Troubles in the US housing market were likely to worsen this year, with interest rate cuts and a hefty fiscal stimulus package unlikely to offset downside pressures, he said.

Thain said he was not worried about further losses at his own bank, which reported $16 billion in mortgage related writedowns and adjustment this month.

Pessimistic

But in one of the most pessimistic public assessments of the short-term US outlook from a senior banker, he told a panel discussion he saw more trouble ahead for the broader economy.

His comments were echoed by Japanese Prime Minister Yasuo Fukuda, who said the world's economy faced growing downside risks against a backdrop of the US subprime issues and a record rise of oil prices.

"There is no need for excessive pessimism. At the same time, however, we should respond quickly and should implement necessary measures," he said in Davos, adding Group of Seven finance chiefs would discuss the credit turmoil when they meet in Tokyo next month.

Other senior bankers, speaking in Davos under the condition of anonymity, shared Thain's assessment, describing the international banking sector as gripped by uncertainty and fear.

"As we look out into 2008, I think there will continue to be downward pressure on home prices, that will put downward pressure on all mortgage-related securities," Thain said.

"The Fed [rate] cut and the fiscal stimulus package are not going to help declining house prices in the US. That problem is likely to continue."

World Bank President Robert Zoellick said uncertainty pervaded the financial markets and that the impact on the global economy remained unclear. "Some firms are going to have some big losses [and] I don't think this has fully run its course," Zoellick said.

Bert Heemskerk, chief executive of Dutch bank Rabobank, said European banks faced worse losses from the credit crisis.

"Quite a few banks are heavily involved, and in particular if you look at European banks, we have not seen the worst. The news has not been spreading out about the losses that the European banking system has to take," Heemskerk said.

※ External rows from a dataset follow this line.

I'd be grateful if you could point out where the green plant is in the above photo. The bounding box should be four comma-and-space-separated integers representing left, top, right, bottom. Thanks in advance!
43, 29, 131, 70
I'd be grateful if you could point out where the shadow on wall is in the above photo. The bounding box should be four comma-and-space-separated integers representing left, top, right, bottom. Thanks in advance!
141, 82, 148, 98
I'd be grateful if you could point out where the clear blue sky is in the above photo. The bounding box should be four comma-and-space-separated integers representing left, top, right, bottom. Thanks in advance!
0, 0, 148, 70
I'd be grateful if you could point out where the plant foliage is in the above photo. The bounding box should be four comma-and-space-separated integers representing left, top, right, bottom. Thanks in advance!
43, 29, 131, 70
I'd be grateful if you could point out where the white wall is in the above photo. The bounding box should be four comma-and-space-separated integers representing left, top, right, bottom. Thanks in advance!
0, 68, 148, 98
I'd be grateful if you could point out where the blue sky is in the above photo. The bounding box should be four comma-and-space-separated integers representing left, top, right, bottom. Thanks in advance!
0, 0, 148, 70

Thain, speaking on a panel with IMF Managing Director Dominique Strauss-Kahn and French Finance Minister Christine Lagarde, said he saw problems in credit markets spreading into the consumer sector, with capital markets not returning to past levels in the short term.

But he was more optimistic for the longer-term prospects of the banking sector, battered by tens of billions of dollars in writedowns that forced many of the big names to look abroad for liquidity.